Question

The order of reactivity of the following compounds towards SN2 displacement reaction is (i) \(C_{6}H_{5}CH(CH_{3})Br\) (ii) \(C_{6}H_{5}CH(C_{6}H_{5})Br\) (iii) \(C_{6}H_{5}C(CH_{3})(C_{6}H_{5})Br\) (iv) \(C_{6}H_{5}CH_{2}Br\)

• A. (ii)$>$(i)$>$(iii)$>$(iv)
• B. (iv)$>$(ii)$>$(i)$>$(iii)
• C. (ii)$>$(iii)$>$(i)$>$(iv)
• D. (i)$>$(ii)$>$(iii)$>$(iv)
• E. (iv)$>$(i)$>$(ii)$>$(iii)

Hint:

Benzylic halides are more reactive than simple alkyl halides in SN2 due to stabilization of the transition state by the phenyl ring.

Answer 1

Answer: (E)

Step 1: Understanding the Concept:
SN2 reactivity: Least steric hindrance around the carbon bearing the leaving group → fastest. Order: primary$>$secondary$>$tertiary. Benzylic halides are reactive, but bulky groups hinder.
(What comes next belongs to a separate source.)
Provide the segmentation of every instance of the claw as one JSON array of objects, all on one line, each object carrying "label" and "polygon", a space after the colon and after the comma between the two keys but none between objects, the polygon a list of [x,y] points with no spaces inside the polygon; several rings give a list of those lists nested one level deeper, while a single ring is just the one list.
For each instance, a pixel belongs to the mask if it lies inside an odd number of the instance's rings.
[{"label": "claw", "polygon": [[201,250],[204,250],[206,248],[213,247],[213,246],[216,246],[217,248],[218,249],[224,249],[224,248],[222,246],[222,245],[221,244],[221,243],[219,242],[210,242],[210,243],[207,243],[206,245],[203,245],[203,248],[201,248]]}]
Step 2: Detailed Explanation:
(iv) \(C_6H_5CH_2Br\): Benzylic, primary → most reactive.
(i) \(C_6H_5CH(CH_3)Br\): Secondary benzylic.
(ii) \(C_6H_5CH(C_6H_5)Br\): Secondary but with two large aryl groups → more hindered than (i).
(iii) \(C_6H_5C(CH_3)(C_6H_5)Br\): Tertiary benzylic → most hindered → least reactive.
Order: (iv)$>$(i)$>$(ii)$>$(iii).

Step 3: Final Answer:
The correct order is (iv)$>$(i)$>$(ii)$>$(iii).